Traditional Afternoon Tea and the seventh Duchess of Bedford by Karmens Tea Room

In celebration of Afternoon Tea we celebrate the seventh Duchess of Bedford, Anna Maria Russell, who we have to  thank for the invention of afternoon tea, in c.1840

The traditional Afternoon Tea commenced two centuries  ago when, Queen Victoria's Lady in Waiting, the Duchess  of Bedford, became despondent at the void between lunch and  dinner.  

Due to the rise of the industrialisation, the working classes were having their evening meal later and later.  This is turn led to wealthier  classes, having dinner closer to 9pm – with lunch many hours earlier at midday.
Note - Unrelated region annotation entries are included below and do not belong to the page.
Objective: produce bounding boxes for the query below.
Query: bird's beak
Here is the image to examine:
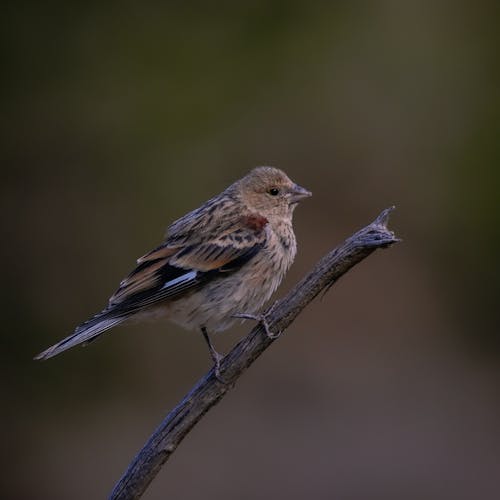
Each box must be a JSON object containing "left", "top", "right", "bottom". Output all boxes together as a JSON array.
[{"left": 290, "top": 184, "right": 312, "bottom": 203}]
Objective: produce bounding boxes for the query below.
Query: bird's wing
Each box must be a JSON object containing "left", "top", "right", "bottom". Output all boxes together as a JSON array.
[{"left": 108, "top": 214, "right": 267, "bottom": 315}]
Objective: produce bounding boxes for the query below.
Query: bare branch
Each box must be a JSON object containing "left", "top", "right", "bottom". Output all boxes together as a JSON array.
[{"left": 109, "top": 207, "right": 399, "bottom": 500}]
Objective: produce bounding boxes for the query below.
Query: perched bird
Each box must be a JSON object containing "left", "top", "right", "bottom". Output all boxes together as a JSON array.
[{"left": 35, "top": 167, "right": 311, "bottom": 375}]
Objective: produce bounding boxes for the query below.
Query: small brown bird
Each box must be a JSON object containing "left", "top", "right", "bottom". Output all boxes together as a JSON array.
[{"left": 35, "top": 167, "right": 311, "bottom": 375}]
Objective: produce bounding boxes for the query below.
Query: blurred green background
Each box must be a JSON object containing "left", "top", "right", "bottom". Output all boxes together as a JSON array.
[{"left": 0, "top": 0, "right": 500, "bottom": 500}]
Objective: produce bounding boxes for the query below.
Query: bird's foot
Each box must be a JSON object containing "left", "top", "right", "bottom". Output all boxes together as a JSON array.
[{"left": 233, "top": 313, "right": 281, "bottom": 340}]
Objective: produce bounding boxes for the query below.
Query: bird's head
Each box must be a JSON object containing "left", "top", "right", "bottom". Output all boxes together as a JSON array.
[{"left": 236, "top": 167, "right": 311, "bottom": 220}]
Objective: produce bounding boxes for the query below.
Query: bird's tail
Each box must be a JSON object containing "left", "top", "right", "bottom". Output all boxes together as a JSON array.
[{"left": 33, "top": 310, "right": 127, "bottom": 360}]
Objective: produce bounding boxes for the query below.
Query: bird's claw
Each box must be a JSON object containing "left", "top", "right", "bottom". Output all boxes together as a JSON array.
[{"left": 233, "top": 313, "right": 281, "bottom": 340}]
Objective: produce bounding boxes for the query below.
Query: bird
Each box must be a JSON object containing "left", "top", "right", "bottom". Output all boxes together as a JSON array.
[{"left": 34, "top": 166, "right": 311, "bottom": 378}]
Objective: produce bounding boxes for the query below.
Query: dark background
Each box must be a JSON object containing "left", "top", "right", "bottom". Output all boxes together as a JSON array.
[{"left": 0, "top": 0, "right": 500, "bottom": 500}]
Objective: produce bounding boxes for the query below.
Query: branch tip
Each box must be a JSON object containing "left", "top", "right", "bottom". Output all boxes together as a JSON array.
[{"left": 372, "top": 205, "right": 396, "bottom": 229}]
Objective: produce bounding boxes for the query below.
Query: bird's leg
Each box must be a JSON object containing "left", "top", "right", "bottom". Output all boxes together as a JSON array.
[
  {"left": 201, "top": 326, "right": 227, "bottom": 384},
  {"left": 233, "top": 313, "right": 281, "bottom": 340}
]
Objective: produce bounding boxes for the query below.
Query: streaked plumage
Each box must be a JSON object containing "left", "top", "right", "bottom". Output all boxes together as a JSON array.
[{"left": 35, "top": 167, "right": 310, "bottom": 374}]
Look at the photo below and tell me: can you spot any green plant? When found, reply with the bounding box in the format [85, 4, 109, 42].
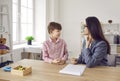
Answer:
[25, 36, 34, 40]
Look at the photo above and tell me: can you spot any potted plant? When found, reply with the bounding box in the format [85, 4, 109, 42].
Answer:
[25, 36, 34, 45]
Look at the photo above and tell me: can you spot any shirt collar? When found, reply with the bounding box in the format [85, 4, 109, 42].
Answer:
[49, 38, 60, 43]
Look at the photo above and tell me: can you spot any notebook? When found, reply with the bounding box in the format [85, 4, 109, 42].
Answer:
[59, 64, 86, 76]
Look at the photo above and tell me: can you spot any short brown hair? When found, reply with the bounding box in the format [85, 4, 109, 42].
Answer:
[48, 22, 62, 34]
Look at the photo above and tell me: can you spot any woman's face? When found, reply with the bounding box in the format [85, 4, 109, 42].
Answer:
[84, 25, 89, 35]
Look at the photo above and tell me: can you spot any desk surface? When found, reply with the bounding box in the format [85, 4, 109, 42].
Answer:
[0, 59, 120, 81]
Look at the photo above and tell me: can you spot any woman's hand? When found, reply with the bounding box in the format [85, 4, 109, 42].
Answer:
[85, 35, 92, 48]
[52, 59, 60, 64]
[70, 58, 78, 64]
[52, 58, 66, 65]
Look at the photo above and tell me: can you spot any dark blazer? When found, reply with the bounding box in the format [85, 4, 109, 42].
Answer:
[78, 40, 108, 67]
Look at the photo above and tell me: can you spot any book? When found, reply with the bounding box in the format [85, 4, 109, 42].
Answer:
[59, 64, 86, 76]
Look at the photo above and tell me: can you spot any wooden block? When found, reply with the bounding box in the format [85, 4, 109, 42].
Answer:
[11, 66, 32, 76]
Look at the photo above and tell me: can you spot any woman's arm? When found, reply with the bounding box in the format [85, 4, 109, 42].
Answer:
[84, 41, 107, 67]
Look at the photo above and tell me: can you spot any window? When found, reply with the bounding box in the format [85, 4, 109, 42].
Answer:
[13, 0, 34, 44]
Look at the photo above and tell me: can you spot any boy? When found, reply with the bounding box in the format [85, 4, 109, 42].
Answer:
[43, 22, 68, 64]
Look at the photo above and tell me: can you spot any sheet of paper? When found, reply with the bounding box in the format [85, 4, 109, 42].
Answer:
[59, 64, 86, 76]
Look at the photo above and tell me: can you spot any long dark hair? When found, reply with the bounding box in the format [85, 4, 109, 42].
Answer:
[86, 17, 110, 54]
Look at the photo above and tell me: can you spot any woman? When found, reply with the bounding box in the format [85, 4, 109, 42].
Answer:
[71, 17, 110, 67]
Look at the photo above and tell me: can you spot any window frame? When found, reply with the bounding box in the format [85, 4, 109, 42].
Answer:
[12, 0, 35, 45]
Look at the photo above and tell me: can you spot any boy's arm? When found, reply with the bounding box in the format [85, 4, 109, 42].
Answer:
[42, 44, 53, 63]
[62, 44, 68, 61]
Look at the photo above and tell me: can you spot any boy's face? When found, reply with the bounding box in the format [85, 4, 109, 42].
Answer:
[50, 29, 61, 38]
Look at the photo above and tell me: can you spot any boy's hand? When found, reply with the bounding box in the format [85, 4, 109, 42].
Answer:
[58, 60, 66, 65]
[70, 58, 78, 64]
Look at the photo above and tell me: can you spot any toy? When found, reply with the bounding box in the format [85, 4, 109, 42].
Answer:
[0, 36, 9, 54]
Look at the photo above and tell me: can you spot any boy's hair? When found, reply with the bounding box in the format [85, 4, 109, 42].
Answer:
[48, 22, 62, 34]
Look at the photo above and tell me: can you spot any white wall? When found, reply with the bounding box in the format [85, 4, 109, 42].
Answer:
[34, 0, 46, 42]
[59, 0, 120, 57]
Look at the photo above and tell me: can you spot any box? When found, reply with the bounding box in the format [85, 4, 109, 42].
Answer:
[11, 65, 32, 76]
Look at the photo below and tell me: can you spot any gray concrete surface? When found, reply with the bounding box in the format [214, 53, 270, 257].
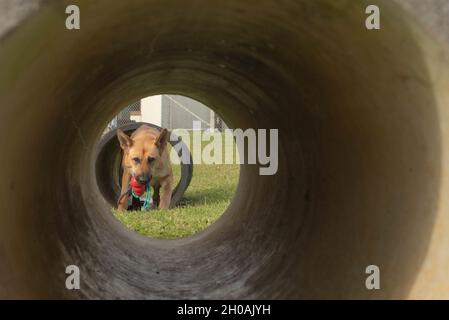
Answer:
[0, 0, 449, 299]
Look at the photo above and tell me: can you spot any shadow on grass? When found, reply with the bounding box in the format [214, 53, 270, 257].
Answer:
[176, 186, 235, 208]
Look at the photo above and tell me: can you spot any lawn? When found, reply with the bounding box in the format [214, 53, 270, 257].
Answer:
[113, 131, 239, 239]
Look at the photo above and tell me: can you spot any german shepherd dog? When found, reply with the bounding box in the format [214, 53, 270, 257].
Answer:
[117, 125, 173, 210]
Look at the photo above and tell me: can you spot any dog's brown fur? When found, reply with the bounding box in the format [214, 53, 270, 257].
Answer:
[117, 125, 173, 210]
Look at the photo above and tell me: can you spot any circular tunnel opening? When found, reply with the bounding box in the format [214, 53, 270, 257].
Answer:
[0, 0, 449, 299]
[95, 94, 239, 239]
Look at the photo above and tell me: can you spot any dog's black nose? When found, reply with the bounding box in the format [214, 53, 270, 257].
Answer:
[137, 175, 150, 184]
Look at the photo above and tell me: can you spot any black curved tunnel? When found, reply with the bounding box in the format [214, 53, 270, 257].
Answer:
[0, 0, 449, 298]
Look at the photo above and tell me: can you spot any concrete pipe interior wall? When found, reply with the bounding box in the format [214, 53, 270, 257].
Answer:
[0, 0, 449, 298]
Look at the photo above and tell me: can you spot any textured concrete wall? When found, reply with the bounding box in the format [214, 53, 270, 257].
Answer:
[0, 0, 449, 298]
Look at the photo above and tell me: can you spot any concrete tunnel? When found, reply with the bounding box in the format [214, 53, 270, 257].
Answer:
[0, 0, 449, 299]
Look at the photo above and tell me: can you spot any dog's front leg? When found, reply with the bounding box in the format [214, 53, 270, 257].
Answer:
[159, 177, 173, 209]
[118, 169, 131, 211]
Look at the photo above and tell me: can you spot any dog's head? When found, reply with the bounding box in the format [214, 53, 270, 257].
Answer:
[117, 129, 169, 183]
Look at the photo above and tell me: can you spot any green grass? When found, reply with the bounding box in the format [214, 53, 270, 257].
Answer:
[113, 131, 239, 239]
The Duchess of Bedford, was having none of it. Describing a 'sinking feeling'  at about 5pm, she became despondent at the void between lunch and  dinner. 

She requested that some tea, bread and butter and cake was  brought to her room in the late afternoon – and with that one request of  a lady's sinking stomach, an afternoon ritual was born. 

This led to the Duchess of Bedford invited her friends over for tea and ‘a light refreshment’ in her rooms at Woburn Abbey.  Needing very  little prompting to find an occasion to squeeze in another cup of tea  and a piece of cake, the upper classes ate it up and the fashionable  custom soon spread across Britain.